Voltou os olhos para a fila dos que seguiam o caminho de concreto e ficou muito triste ao ver crianças tristes seguindo aquela trilha. Bile não se afastara um passo sequer, mas as pessoas do concreto eram incapazes de notar qualquer coisa ou gente que estivesse à margem delas, pois estavam muito preocupadas em chegar ao fim do caminho sem errar os passos.

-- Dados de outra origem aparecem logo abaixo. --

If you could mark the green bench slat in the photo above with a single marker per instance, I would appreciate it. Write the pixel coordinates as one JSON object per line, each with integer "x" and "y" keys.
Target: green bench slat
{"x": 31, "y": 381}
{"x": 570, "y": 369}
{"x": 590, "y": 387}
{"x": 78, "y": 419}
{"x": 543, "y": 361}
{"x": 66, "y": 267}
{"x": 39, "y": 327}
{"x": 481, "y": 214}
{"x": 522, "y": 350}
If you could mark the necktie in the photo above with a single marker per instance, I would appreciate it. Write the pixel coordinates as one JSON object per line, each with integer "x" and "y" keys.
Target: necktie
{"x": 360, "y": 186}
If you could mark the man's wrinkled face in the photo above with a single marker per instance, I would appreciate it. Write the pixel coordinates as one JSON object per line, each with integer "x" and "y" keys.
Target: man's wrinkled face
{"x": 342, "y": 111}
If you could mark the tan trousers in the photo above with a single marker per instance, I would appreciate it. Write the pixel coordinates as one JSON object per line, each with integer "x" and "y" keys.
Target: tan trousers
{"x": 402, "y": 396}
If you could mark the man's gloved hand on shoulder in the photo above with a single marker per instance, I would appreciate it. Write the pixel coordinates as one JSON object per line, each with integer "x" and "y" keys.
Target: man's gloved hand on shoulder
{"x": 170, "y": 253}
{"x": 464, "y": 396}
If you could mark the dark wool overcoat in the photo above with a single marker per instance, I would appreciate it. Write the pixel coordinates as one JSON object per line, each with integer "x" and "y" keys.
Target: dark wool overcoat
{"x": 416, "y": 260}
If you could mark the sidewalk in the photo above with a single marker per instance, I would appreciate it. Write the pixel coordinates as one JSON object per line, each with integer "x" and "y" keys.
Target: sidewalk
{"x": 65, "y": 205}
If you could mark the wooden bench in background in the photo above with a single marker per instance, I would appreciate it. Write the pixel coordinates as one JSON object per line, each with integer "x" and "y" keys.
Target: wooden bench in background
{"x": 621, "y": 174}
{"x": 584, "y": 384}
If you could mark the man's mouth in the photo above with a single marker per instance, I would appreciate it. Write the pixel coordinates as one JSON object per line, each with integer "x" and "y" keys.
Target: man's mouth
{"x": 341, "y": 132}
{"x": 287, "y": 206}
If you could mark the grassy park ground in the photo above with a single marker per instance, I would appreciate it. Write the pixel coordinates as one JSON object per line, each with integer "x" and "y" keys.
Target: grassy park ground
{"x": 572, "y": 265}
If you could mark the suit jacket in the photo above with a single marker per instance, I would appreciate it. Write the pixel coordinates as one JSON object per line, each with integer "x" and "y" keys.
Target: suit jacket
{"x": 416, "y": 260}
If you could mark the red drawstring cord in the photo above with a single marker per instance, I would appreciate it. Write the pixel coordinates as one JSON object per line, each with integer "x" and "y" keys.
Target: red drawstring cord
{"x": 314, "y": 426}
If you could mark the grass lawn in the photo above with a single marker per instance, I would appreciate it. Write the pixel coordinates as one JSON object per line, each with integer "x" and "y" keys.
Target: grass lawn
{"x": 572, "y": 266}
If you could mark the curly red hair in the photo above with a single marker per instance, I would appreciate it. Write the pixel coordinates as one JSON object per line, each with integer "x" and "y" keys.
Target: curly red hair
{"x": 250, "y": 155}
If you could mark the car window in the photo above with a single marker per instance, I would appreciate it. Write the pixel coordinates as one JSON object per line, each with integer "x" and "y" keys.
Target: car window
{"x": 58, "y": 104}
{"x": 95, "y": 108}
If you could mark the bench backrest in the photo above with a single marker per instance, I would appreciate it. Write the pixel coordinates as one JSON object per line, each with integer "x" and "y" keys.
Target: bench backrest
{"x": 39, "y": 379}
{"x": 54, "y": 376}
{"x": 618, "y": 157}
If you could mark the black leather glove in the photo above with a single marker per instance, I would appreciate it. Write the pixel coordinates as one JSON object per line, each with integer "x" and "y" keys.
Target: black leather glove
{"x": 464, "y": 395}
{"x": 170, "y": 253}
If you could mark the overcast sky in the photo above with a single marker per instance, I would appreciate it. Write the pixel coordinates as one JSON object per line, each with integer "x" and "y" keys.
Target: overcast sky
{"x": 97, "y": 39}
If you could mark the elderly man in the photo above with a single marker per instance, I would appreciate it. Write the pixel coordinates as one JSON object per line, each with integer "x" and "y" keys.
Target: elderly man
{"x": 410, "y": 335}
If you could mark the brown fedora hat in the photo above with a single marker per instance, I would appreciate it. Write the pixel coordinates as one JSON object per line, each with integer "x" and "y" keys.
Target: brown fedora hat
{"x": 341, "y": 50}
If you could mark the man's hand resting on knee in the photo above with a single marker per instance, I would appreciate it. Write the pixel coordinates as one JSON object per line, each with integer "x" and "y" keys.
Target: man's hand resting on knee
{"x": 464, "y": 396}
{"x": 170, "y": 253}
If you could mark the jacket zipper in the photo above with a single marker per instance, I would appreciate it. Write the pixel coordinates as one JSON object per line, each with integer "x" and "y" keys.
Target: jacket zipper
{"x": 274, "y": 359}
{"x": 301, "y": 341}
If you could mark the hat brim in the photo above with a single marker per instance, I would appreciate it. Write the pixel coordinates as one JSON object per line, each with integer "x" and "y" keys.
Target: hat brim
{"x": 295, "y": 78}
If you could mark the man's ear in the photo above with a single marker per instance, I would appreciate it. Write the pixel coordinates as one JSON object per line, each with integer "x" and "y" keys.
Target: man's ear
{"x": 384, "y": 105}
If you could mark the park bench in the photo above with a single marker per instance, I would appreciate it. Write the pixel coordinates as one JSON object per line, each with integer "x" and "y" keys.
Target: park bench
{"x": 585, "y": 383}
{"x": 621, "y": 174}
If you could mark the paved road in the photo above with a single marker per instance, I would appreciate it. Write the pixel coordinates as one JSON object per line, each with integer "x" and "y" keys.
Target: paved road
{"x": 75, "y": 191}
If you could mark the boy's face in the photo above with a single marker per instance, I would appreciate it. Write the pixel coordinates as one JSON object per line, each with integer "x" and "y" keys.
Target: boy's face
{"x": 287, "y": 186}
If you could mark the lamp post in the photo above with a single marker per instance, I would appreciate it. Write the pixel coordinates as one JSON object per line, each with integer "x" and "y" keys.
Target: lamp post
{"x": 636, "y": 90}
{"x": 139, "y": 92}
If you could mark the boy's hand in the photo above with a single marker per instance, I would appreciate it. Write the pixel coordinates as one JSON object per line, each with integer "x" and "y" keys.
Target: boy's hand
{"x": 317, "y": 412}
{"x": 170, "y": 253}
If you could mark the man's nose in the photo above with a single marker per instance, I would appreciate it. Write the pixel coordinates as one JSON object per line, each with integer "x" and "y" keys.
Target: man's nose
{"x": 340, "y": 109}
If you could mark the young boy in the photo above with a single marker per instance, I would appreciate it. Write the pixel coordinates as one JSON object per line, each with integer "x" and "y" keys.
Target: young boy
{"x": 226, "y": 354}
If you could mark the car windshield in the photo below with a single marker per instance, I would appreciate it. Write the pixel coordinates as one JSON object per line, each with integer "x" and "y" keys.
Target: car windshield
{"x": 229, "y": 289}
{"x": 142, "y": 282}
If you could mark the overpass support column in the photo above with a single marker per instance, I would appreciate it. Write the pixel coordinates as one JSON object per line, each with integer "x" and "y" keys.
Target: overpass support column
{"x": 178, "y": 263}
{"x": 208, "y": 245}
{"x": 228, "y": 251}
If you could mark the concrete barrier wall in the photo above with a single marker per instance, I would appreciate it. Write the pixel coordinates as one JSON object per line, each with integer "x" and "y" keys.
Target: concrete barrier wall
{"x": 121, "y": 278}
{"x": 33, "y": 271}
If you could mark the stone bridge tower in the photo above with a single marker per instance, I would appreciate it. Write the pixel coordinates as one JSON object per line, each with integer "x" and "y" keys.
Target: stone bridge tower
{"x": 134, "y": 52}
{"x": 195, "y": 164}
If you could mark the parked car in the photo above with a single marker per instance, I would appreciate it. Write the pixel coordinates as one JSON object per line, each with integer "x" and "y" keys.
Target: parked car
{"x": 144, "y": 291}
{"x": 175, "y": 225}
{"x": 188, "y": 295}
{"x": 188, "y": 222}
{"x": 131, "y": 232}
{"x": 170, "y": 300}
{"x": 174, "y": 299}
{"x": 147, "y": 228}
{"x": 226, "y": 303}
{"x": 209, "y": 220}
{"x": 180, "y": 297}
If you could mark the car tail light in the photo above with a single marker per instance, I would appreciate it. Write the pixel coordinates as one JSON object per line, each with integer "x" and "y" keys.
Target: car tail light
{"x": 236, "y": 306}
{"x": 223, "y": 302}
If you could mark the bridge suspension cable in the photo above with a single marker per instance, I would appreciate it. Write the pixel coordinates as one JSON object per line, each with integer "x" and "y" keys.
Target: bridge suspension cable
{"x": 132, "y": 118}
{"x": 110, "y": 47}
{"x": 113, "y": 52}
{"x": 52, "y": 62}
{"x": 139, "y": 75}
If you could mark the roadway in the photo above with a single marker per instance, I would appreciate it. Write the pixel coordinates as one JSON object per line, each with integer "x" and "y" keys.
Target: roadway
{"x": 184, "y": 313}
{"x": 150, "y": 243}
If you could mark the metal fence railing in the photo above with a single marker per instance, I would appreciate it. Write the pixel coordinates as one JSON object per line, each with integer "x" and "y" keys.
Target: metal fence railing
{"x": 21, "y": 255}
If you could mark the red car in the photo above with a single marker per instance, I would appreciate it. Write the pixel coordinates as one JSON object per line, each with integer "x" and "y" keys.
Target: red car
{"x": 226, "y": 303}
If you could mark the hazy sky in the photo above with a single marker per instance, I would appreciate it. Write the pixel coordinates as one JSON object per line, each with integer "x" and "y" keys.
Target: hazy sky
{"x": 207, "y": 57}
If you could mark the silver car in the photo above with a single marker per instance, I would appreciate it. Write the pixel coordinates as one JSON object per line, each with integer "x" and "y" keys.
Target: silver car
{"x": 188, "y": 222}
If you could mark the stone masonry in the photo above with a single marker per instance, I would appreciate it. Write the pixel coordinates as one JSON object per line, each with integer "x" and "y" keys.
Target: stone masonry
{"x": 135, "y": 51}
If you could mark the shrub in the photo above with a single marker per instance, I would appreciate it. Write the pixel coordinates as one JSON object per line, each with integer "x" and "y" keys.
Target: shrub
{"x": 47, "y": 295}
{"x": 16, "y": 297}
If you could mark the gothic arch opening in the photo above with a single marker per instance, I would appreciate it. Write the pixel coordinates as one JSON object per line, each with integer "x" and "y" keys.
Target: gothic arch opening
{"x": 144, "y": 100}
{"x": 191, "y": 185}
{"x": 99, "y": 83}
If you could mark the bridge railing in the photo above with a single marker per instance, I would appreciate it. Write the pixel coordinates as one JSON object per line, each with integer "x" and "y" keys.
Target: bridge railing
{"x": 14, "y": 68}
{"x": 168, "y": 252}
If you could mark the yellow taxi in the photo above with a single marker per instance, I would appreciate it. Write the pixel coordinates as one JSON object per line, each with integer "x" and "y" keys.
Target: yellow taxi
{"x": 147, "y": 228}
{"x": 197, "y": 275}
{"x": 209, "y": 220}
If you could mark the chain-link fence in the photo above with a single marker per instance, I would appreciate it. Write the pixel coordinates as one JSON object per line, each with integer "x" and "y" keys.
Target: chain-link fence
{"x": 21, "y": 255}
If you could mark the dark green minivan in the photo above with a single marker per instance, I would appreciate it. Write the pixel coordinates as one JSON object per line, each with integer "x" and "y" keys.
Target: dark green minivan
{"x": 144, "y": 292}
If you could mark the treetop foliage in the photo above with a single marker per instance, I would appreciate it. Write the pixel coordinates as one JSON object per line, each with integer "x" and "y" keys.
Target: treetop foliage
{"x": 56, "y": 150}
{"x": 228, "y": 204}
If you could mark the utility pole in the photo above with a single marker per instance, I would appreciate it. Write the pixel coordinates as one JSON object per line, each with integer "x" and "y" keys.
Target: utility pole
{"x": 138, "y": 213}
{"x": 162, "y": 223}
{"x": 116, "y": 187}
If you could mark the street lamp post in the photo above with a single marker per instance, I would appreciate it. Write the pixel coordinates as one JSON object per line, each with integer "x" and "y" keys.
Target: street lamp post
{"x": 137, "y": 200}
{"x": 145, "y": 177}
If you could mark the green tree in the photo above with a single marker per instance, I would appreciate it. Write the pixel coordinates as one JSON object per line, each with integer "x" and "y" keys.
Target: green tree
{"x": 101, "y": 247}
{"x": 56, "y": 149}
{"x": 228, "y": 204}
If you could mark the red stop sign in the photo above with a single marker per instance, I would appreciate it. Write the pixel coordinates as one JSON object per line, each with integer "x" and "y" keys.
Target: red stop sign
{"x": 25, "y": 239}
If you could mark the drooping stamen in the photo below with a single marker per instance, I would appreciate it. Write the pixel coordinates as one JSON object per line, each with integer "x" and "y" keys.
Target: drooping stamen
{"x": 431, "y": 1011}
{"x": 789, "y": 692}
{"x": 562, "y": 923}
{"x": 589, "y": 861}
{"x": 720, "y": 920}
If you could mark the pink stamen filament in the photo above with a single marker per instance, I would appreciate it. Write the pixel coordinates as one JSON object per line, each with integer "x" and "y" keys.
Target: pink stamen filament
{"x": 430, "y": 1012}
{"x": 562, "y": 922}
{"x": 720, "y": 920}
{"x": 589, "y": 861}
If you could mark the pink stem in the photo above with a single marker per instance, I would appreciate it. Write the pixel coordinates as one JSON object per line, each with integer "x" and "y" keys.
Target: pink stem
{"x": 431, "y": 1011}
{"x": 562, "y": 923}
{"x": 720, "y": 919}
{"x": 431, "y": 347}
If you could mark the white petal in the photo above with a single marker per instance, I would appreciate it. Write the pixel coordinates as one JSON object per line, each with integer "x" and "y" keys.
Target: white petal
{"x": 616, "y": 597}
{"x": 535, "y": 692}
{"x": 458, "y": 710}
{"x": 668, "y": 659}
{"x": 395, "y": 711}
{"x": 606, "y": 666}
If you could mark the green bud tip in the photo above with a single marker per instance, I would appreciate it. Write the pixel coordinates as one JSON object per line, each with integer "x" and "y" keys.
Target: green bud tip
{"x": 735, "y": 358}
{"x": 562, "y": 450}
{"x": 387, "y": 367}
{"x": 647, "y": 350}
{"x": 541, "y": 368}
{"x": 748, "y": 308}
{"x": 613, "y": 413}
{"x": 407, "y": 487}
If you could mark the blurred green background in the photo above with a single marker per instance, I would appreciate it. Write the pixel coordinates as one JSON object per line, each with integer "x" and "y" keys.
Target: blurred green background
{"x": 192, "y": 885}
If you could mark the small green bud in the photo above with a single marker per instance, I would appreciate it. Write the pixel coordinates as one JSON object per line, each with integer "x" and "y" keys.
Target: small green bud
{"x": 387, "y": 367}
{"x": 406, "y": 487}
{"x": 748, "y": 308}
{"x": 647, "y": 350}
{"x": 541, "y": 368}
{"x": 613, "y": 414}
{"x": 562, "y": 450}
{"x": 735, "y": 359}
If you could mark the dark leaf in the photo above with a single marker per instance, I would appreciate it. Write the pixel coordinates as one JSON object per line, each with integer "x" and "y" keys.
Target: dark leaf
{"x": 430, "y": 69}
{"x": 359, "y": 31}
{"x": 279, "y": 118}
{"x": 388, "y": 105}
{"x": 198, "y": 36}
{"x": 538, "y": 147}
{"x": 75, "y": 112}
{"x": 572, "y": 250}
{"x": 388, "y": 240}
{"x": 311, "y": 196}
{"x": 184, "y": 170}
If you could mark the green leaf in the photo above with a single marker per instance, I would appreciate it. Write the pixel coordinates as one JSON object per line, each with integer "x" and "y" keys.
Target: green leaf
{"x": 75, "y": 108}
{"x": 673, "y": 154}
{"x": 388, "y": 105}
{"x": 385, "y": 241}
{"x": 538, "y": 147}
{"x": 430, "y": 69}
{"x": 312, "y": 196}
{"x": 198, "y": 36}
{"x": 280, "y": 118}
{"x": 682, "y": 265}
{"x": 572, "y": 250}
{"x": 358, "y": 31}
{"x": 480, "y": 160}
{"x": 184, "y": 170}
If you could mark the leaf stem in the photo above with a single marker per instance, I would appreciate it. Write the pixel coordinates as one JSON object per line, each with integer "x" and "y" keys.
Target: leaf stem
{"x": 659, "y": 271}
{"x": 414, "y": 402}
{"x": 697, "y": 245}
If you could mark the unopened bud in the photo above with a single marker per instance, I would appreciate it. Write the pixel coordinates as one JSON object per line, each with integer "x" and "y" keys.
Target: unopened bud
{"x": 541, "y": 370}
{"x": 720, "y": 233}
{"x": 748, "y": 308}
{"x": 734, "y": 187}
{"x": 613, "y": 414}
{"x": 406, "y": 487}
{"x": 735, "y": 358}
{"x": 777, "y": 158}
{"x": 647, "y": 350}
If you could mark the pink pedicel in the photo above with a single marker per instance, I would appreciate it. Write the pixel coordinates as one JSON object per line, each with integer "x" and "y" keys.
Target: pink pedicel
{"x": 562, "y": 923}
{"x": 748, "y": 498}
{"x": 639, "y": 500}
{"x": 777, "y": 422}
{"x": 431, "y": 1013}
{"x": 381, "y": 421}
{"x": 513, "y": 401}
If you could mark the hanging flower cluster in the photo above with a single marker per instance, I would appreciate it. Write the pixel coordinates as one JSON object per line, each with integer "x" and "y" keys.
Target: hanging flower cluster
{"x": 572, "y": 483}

Do gramado, Bile também não enxergava o final do caminho de concreto. Via uma infinidade de caminhos que davam numa infinidade de horizontes, todos de Bile Drade, todos de todos. Eram caminhos para se percorrer de mãos dadas ou solitário, em linha reta ou em zigue-zague, aos saltos ou às cambalhotas. No gramado, a regra era não interferir nos passos alheios nem impor caminhos a ninguém, pois havia espaço para todas as diferenças.

No gramado as pessoas se comunicavam mais e não se atropelavam. Podiam dizer aos outros das coisas belas ou diferentes ou importantes ou perigosas que haviam encontrado em seus caminhos particulares. As pessoas podiam optar por seguir trechos de caminhos traçados por outras pessoas ou por seguir por caminhos inexplorados. Não havia porque proibir escolhas no gramado.

Bile Drade percebeu que poderia voltar para o caminho de concreto quantas vezes quisesse, mas nada mais apagaria a grandeza e a alegria do gramado em sua vida. Nenhum destino incerto poderia valer mais do que um caminhar feliz e respeitoso.

Seu caminho era único e imprevisível, pois ele era o principal responsável pelo seu próximo passo. Ocasionalmente Bile fazia incursões rápidas ao caminho de concreto de onde viera. Logo se jogava feliz na grama novamente, para que alguém mais pudesse enxergá-lo e encontrar, quem sabe, o caminho secreto de Bile Drade.